ECLI:NL:RBDHA:2023:6897

Rechtbank Den Haag

Datum uitspraak
13 april 2023
Publicatiedatum
15 mei 2023
Zaaknummer
NL23.7242
Instantie
Rechtbank Den Haag
Type
Uitspraak
Rechtsgebied
Bestuursrecht; Vreemdelingenrecht
Procedures
  • Eerste aanleg - enkelvoudig
Vindplaatsen
  • Rechtspraak.nl
AI samenvatting door LexboostAutomatisch gegenereerd

Niet-ontvankelijk verklaring van asielaanvraag wegens gebrek aan nieuwe elementen

In deze zaak heeft de Rechtbank Den Haag op 13 april 2023 uitspraak gedaan in een asielprocedure waarbij de aanvraag van eiser tot het verlenen van een verblijfsvergunning asiel voor bepaalde tijd niet-ontvankelijk is verklaard.
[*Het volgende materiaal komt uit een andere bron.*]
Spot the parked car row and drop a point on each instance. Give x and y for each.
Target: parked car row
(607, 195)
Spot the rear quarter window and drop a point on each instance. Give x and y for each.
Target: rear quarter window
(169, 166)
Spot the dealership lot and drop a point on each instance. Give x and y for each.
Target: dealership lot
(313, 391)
Eiser, een Oezbeekse nationaliteit, had eerder een asielaanvraag ingediend die op 4 november 2022 door de verweerder, de Staatssecretaris van Justitie en Veiligheid, was beoordeeld. Eiser had zijn aanvraag gebaseerd op de stelling dat hij in Oezbekistan werd bedreigd door schuldeisers vanwege een gokschuld van 170.000 dollar. De rechtbank had eerder vastgesteld dat eiser een reëel risico op ernstige schade liep bij terugkeer naar Oezbekistan, maar verweerder oordeelde dat eiser niet aannemelijk had gemaakt dat hij geen bescherming kon krijgen van de Oezbeekse autoriteiten.
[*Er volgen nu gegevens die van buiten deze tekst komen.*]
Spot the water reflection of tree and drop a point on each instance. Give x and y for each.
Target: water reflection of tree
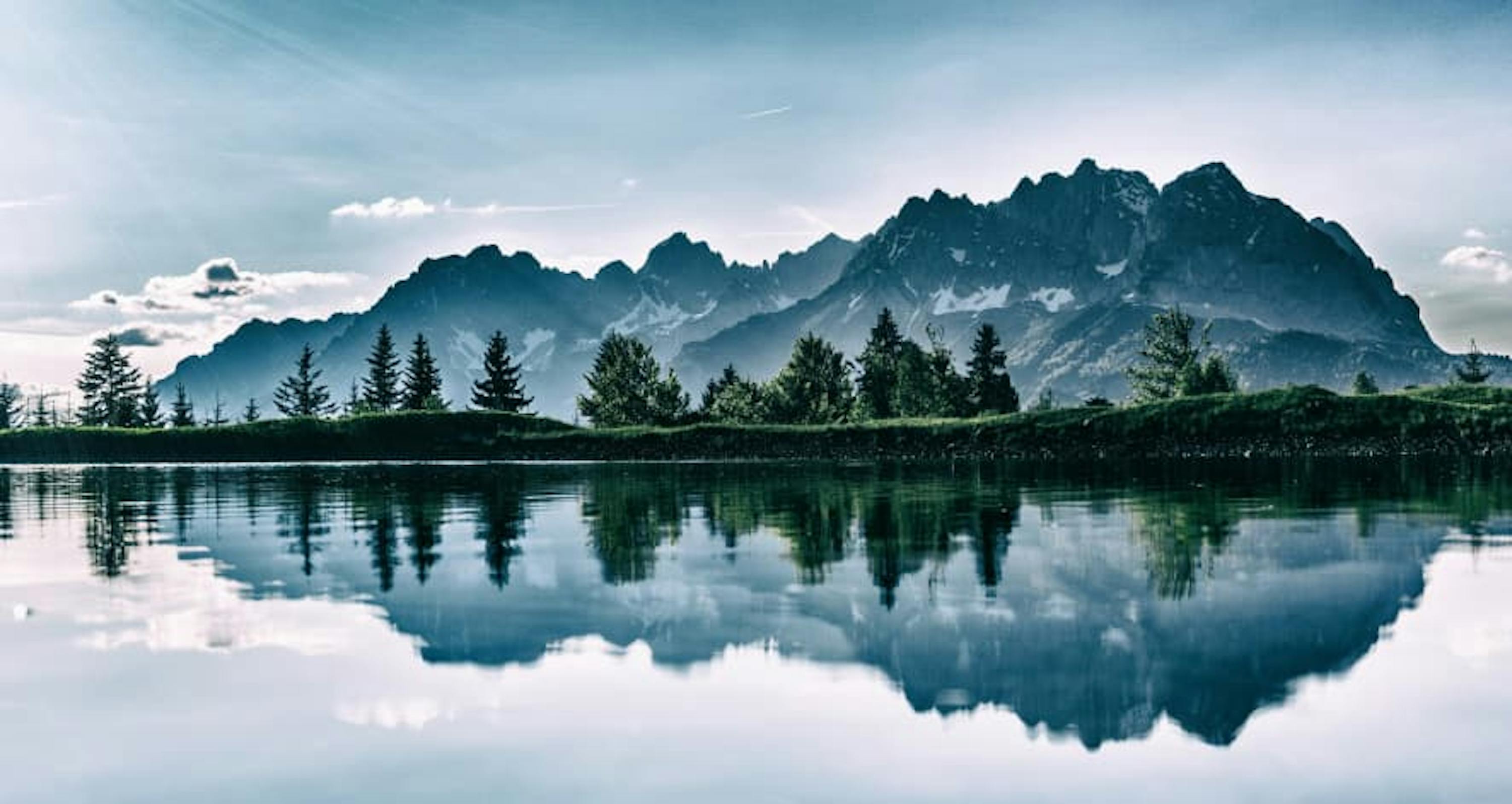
(629, 514)
(374, 510)
(7, 519)
(501, 522)
(1183, 532)
(424, 510)
(301, 516)
(120, 511)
Op 8 maart 2023 diende eiser opnieuw een aanvraag in, maar deze werd door verweerder niet-ontvankelijk verklaard omdat er geen nieuwe elementen of bevindingen waren die relevant waren voor de beoordeling. De rechtbank heeft de zaak op 30 maart 2023 behandeld, waarbij eiser werd bijgestaan door zijn gemachtigde en een tolk. De rechtbank concludeerde dat eiser geen nieuwe feiten had aangedragen die niet eerder waren onderzocht en dat de eerder gemaakte conclusies over de veiligheid in Oezbekistan nog steeds van toepassing waren.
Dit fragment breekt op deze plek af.